Review: Danish bass expert RDG steps into the grimelight with this new EP for the dread Circle Vision imprint, and "Tiger Style" is the first gunshot of the four-track bombshell, complete with a buzzing bassline worthy of any true dubstep rave; "Sky Pulse" follows up nicely with its sparse beat structure and 3D bass frequencies worthy of some sci-fi animation. "Dagobah", taken from the Star Wars ecosystem, rattles forth with an almighty dubwise feel that would surely go down a storm in any serious ode to Jah. Causa's remix of "Tiger Style" is a slower, more lingering stealth weapon with plenty of menacing sub bass. YES.
Review: RDG's Circle Vision creeps up from behind and surprises us with their first V/A EP. Satisfaction levels remain fully flexed as the whole collection is a shoes-off, brain-blown and hair-raised affair throughout: Causa bends minds with a really tripped out bass drone and drum arrangement, Taiko gets all snarly, slimy and similarly illusionary with weirded-out reverse textures and resampled. Deeper again Dark Tantrums devil up the dance with tightly coiled tension while the bossman shoots us to the stars with the spacious space-bound sub stepper "Galaxy Run". Visionary to infinity...
Review: We've got two trips to take back in time to understand the true gravitas of what's going on here... First we head back to 2012 when RDG released the bee's nest rattling original on All Out. Then we leap to 2014 when these remixes came out on limited edition vinyl. Back to the future and each one of the rerubs still sounds way ahead of the curve. Bisweed trips us out with his seasick sonics, D Operation Drop keep the 80s stabs but add a silky funk to the subs, Piezo gets the sledgehammer out while Server gets his loopy techno flex on. Trust- This will still sound future in another 2, 22 or 222 years time.

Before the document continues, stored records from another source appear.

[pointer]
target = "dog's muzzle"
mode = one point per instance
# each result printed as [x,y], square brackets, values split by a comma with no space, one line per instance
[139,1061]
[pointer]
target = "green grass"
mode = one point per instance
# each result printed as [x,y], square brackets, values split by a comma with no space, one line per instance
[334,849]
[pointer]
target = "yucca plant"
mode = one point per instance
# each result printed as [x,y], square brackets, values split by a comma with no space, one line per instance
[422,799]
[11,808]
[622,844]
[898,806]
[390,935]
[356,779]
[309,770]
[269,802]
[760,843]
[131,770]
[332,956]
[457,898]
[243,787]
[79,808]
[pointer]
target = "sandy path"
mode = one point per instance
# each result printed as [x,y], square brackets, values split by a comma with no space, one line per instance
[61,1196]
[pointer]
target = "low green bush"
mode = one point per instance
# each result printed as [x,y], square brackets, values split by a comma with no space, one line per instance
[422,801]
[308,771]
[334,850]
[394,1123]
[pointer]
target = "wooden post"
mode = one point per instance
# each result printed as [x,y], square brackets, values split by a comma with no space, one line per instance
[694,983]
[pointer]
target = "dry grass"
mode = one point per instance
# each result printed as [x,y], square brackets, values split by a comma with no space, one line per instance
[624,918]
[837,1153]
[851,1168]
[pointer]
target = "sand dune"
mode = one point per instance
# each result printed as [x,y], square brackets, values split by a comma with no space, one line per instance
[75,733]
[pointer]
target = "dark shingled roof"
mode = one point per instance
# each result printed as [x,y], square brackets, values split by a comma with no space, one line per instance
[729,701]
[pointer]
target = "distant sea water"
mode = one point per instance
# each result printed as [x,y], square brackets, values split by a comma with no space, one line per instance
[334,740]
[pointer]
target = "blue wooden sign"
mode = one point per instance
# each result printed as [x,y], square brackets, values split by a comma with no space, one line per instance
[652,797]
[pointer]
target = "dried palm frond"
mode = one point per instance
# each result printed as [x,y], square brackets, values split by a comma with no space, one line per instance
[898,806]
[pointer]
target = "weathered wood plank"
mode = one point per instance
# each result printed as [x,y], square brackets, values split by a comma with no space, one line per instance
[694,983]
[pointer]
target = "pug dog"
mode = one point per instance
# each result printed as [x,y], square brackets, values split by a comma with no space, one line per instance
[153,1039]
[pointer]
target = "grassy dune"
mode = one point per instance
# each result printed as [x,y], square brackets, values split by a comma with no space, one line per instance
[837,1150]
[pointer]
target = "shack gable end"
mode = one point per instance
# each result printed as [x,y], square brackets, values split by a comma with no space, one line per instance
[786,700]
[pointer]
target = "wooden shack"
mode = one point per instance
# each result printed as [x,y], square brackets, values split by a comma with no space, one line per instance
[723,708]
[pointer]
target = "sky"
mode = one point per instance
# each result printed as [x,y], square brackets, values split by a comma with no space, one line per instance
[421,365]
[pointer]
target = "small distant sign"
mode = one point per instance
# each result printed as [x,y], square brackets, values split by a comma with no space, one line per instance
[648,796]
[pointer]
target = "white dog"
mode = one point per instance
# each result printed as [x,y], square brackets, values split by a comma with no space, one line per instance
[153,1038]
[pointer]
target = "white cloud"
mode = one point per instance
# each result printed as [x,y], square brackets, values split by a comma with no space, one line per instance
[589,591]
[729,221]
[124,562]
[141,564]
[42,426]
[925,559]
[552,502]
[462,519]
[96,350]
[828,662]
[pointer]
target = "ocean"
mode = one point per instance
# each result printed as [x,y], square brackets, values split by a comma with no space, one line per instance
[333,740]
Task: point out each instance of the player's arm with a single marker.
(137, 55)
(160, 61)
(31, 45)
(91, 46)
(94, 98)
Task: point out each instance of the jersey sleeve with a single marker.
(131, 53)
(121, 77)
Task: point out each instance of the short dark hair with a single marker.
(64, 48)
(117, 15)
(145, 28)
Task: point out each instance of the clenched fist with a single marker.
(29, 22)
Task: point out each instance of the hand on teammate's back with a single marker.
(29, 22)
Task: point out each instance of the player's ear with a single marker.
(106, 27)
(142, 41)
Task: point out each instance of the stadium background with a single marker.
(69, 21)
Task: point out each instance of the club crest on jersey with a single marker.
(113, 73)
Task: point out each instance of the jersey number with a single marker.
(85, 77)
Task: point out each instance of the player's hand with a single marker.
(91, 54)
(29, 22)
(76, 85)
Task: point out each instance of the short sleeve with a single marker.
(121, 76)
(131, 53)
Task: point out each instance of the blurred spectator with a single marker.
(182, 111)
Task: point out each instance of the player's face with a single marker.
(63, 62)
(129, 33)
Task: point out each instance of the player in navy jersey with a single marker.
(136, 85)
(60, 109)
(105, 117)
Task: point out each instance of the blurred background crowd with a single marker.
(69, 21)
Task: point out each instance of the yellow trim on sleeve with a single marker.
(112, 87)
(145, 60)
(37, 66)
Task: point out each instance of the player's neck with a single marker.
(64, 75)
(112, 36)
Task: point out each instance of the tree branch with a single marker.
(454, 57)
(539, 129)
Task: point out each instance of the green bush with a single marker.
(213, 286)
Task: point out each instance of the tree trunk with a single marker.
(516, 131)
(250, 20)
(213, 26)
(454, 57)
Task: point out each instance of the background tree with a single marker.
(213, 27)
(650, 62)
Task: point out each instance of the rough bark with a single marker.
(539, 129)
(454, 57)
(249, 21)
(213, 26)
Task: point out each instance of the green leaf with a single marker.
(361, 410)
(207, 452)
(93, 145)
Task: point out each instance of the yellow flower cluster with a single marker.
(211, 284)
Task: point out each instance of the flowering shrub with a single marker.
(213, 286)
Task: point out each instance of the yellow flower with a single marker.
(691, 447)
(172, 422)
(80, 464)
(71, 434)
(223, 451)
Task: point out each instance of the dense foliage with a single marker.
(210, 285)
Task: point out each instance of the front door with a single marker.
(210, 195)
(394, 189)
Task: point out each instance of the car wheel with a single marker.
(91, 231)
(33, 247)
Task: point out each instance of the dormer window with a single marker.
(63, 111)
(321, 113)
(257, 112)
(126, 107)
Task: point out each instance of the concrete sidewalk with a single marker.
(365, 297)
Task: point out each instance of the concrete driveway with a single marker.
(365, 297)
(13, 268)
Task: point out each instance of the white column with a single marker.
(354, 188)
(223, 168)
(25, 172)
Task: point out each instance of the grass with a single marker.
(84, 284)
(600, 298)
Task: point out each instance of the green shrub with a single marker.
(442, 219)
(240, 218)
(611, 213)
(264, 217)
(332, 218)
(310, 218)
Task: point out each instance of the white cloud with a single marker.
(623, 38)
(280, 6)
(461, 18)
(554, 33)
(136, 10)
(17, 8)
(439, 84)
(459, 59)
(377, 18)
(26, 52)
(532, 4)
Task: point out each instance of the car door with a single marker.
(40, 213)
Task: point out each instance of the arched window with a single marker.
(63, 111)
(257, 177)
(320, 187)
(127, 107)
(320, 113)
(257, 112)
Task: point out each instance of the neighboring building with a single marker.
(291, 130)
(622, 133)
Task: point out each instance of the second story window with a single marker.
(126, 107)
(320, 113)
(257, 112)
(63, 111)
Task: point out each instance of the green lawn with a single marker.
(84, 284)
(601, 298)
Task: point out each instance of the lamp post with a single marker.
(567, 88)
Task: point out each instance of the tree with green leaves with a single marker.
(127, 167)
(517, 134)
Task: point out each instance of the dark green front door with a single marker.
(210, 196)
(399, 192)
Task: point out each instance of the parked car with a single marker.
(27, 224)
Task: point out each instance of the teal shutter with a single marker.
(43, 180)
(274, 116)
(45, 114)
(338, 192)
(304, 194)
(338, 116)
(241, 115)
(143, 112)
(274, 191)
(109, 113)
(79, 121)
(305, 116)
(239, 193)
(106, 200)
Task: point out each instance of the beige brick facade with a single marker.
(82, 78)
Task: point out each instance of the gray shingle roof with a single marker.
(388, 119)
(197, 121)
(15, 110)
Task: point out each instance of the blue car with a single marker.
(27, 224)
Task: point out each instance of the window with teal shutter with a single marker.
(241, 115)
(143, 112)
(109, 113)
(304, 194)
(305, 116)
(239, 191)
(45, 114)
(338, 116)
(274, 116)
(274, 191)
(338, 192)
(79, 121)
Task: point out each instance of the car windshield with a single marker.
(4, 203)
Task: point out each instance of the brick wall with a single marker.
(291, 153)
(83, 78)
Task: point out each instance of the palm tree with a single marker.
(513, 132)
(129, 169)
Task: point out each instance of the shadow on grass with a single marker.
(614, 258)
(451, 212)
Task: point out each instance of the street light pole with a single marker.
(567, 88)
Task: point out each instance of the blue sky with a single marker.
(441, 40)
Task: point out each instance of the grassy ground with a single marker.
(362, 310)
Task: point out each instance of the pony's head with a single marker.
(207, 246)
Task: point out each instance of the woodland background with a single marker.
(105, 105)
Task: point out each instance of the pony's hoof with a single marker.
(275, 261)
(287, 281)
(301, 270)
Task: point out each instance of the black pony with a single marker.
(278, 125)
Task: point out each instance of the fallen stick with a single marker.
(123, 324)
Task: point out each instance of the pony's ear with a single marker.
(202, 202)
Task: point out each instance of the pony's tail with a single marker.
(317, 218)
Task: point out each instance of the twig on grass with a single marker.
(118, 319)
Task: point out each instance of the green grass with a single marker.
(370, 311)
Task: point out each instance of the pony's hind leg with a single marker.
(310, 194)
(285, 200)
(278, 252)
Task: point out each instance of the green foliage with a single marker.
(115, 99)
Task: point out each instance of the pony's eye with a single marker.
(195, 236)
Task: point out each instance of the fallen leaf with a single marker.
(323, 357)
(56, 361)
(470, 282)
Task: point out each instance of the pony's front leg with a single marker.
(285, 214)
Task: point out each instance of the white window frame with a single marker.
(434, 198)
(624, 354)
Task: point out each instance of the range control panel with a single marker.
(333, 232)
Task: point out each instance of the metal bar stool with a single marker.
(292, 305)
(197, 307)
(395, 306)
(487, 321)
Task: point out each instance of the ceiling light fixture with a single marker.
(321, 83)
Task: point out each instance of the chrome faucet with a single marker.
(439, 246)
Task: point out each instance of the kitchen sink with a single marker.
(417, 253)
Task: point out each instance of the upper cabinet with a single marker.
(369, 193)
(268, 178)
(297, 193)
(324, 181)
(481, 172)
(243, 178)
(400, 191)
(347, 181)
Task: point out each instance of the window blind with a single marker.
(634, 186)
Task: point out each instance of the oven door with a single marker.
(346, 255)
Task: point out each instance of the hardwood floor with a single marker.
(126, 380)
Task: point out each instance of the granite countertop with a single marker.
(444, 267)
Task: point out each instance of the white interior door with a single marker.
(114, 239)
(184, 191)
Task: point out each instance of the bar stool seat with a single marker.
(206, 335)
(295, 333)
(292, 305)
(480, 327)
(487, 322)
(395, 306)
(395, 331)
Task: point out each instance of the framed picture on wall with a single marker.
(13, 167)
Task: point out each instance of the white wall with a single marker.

Review: Dubstep's dissonant soundtrack usually leaves us floundering in deep space but Circle Vision bossman RDG and his phantom mate K Man have composed a darker trip much closer to home... "Lost On Earth". RDG scores the first two movements: "Rise" spurts danger with the demonic tones of Sun of Selah over a jagged dubby riff while "Against Us" fuses car horns and a paranoid atonal bass riff. K Man provides closure: "Metaharmonics" takes us back to 2008 with its scuffed chrome hook while "Lavender Sky" finally takes us off this gosh-forsaken planet with rocket pads. Due to the squiggly nature of the bass our destination, however, is unknown. Happy travels.